Our view: After several years of portfolio repositioning, de-leveraging, and challenges in Western Canada, DIR has finally hit its stride. As we look ahead, we see plenty of reasons to remain constructive, including 1) accelerating organic growth, 2) strong AFFOPU & NAVPU growth profiles, 3) a solid balance sheet, 4) an expanding development program, and 5) portfolio quality that’s notably improved. At current levels, we see an attractive risk-adjusted return. Reiterate Outperform, PT to $15 (+$1).
Key points:
Major strides in leasing underpin solid organic growth outlook. In 2021, DIR has completed 2MM sf of leasing at +20% spreads over prior rents, while also incorporating 2.4% annual rent steps. The strong rent growth, coupled with significant leasing completed in 2H/20 propelled Q1/21 SP NOI up 3.1% YoY. With ~440K sf (1.5% of GLA) of committed leases, we see good support for in-place occupancy to rise to ~97% in the coming months. Combined with anticipated rent growth, our 2021E reflect solid +4% SP NOI (vs. mid-single digit growth guidance), followed by 2-3% in 2022E.

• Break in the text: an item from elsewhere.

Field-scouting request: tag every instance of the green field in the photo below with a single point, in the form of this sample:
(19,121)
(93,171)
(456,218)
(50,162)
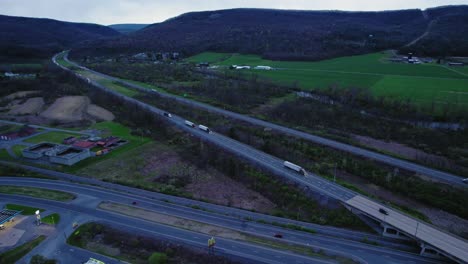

Portfolio quality continues to move up the curve; developments ramping up too. Year-to-date, DIR has completed $315MM of acquisitions in Canada (77% of total), Europe (18%), and the US (5%) at a ~4.5% cap rate. As the majority is modern distribution/logistics space (30’ clear heights), with below markets rents (~10%), and select opportunities for intensification, we believe the additions enhance portfolio quality. We’re also encouraged by progress on developments, with 700K sf underway in Las Vegas, Montreal, and the GTA, and 600K sf in planning. Notably, DIR also acquired 30 acres of land in Brampton, ON for $35MM ($1.2MM/acre) with plans for 550K sf of logistics pace. With targeted unlevered yields of 6-8%, we expect the projects to drive incremental NAVPU growth.
AFFOPU estimates tweaked, NAVPU raised. Our 2021E/2022E AFFOPU are $0.67 (-$0.03)/$0.72 (-$0.02) with reductions for less favourable F/X, higher G&A, and cash drag as the $201MM (at $13.55/unit) April equity raise is deployed, partly offset by additional acquisitions and lower interest costs. Our 2020A-2022E AFFOPU CAGR is a solid 10%, ahead of its industrial peers (7%) and our broader universe (3%). Our 2021E FFOPU reflects 10% YoY growth, in line with DIR’s unchanged guidance. Partly aided by a 25 bps cap rate reduction, our NAVPU increased to $13 (+$0.50), with our $13.50 (+$0.25) one-year forward NAVPU reflecting healthy 4% YoY growth.
Maintaining Outperform, PT raised to $15 (+$1) on the increase in our forward NAV and a higher target multiple (10% premium to forward NAV vs. prior 5% premium). DIR is trading at 9% above NAV (21x 2021E AFFO/5.2% implied cap rate), below the 23% premium of its industrial peers and above our universe's 1% discount. Supported by an attractive growth profile, robust industrial fundamentals, below average leverage, and improving portfolio quality, we continue to see an attractive risk-adjusted return.